In order to make a comprehensive analysis of the relationship between mean evaporation rates with rainfall, temperature and relative humidity, linear regression and correlation analyses were performed (Figure 5). It was noted that, there was a negative correlation between the monthly mean rainfall and the monthly mean evaporation (r = -0.43 and R2 = 0.18), whereas a positive correlation was observed between the monthly mean temperature and the mean evaporation (r = 0.46 and R2 = 0.21). Though the monthly mean rainfall and evaporation shown a negative correlation, as mentioned earlier, the evaporation rate is highly depends on the local rainfall characteristics. However, relative humidity and evaporation showed a comparatively higher negative correlation (r = -0.57 and R2 = 0.32).

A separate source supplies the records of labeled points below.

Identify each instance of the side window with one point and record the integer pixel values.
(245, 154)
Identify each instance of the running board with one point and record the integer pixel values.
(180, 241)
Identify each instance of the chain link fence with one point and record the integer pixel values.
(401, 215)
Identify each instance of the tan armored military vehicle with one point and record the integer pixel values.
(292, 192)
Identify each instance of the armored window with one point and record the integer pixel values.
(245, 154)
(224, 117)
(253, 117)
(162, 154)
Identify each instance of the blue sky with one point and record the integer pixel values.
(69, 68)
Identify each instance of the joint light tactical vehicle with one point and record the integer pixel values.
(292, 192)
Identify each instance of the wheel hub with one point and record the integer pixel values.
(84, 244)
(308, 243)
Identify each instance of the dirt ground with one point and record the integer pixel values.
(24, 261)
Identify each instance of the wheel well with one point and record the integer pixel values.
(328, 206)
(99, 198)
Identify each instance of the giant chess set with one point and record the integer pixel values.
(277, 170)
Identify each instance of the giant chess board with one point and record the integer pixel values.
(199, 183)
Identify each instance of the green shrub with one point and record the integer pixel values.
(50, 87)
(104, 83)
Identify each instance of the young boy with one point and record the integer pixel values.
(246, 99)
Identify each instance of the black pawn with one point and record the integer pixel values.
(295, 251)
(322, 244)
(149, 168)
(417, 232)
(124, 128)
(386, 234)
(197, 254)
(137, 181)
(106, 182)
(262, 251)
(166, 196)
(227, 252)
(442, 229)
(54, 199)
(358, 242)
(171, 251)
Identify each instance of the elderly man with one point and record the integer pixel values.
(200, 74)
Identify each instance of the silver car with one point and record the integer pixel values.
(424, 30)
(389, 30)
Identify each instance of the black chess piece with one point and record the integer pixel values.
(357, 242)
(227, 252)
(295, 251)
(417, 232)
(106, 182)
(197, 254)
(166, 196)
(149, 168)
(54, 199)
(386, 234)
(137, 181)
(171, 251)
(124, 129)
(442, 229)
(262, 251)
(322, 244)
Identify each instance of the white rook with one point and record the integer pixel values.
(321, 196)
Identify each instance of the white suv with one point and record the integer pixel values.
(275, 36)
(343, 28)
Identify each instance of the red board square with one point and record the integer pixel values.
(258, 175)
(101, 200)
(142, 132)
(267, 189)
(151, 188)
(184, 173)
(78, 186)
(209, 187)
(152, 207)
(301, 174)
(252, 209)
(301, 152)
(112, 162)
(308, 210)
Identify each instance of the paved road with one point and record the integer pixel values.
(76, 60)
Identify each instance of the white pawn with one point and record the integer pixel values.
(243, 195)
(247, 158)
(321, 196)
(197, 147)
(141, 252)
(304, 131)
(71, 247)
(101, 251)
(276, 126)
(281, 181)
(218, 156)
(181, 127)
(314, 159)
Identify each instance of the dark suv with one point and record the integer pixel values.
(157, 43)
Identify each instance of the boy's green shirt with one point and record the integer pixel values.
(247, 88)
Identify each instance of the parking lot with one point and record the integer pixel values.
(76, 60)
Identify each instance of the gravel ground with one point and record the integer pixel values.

Though the correlation and linear regression was moderate, the combined effects of these parameters likely influenced the higher rate of evaporation in the LRB. In order to establish and understand the exact co-existence of hydro-meteorological variables more detailed measurements of rainfall, daily temperature, humidity and wind speed along with evaporation is necessary.
Conclusion
Statistical trend analysis for annual rainy days, non-rainy days and evaporation data from the Limbang River Basin analyzed through linear regression model, Mann Kendall and Sen's slope methods indicates significant increasing trends in annual rainy days and evaporation rates and a decreasing trend in non-rainy days. All the three stations showed an increasing trend in annual rainy days with highest increase in Long Napir (4.91 days/year). Similarly in the case of non-rainy days trend, the Ukong station showed the maximum decrease (-3.49 days/year). Increase in the number of rainy days in the study area suggests a positive impact on the rainfall amount in the region. Monthly evaporation trends showed an increasing trend throughout the year at the Limbang DID station whereas Ukong station showed varying trend characteristics with a maximum increase in December and a decreasing trend in June and September. Correlation analysis between the mean evaporation rate with the monthly mean rainfall, monthly mean temperature and relative humidity suggests a combined influence on increased evaporation rates. Further, the increased evaporation rate in the region is linked to the local precipitation characteristics, diurnal variation in temperature, wind characteristics and humidity. Moreover, the LRB suffers from a lack of detailed observation records of evaporation from different locations, which are critical for deriving more comprehensive evaporation characteristics of the region. Overall, the Limbang River Basin is now experiencing a greater number of rainy days with an increasing evaporation rate. The present research provided a new applied theory in the field of statistical trend determination of hydro-meteorological parameters, especially for those who are working on hydroelectric projects and the impacts of climate change at a local/regional level.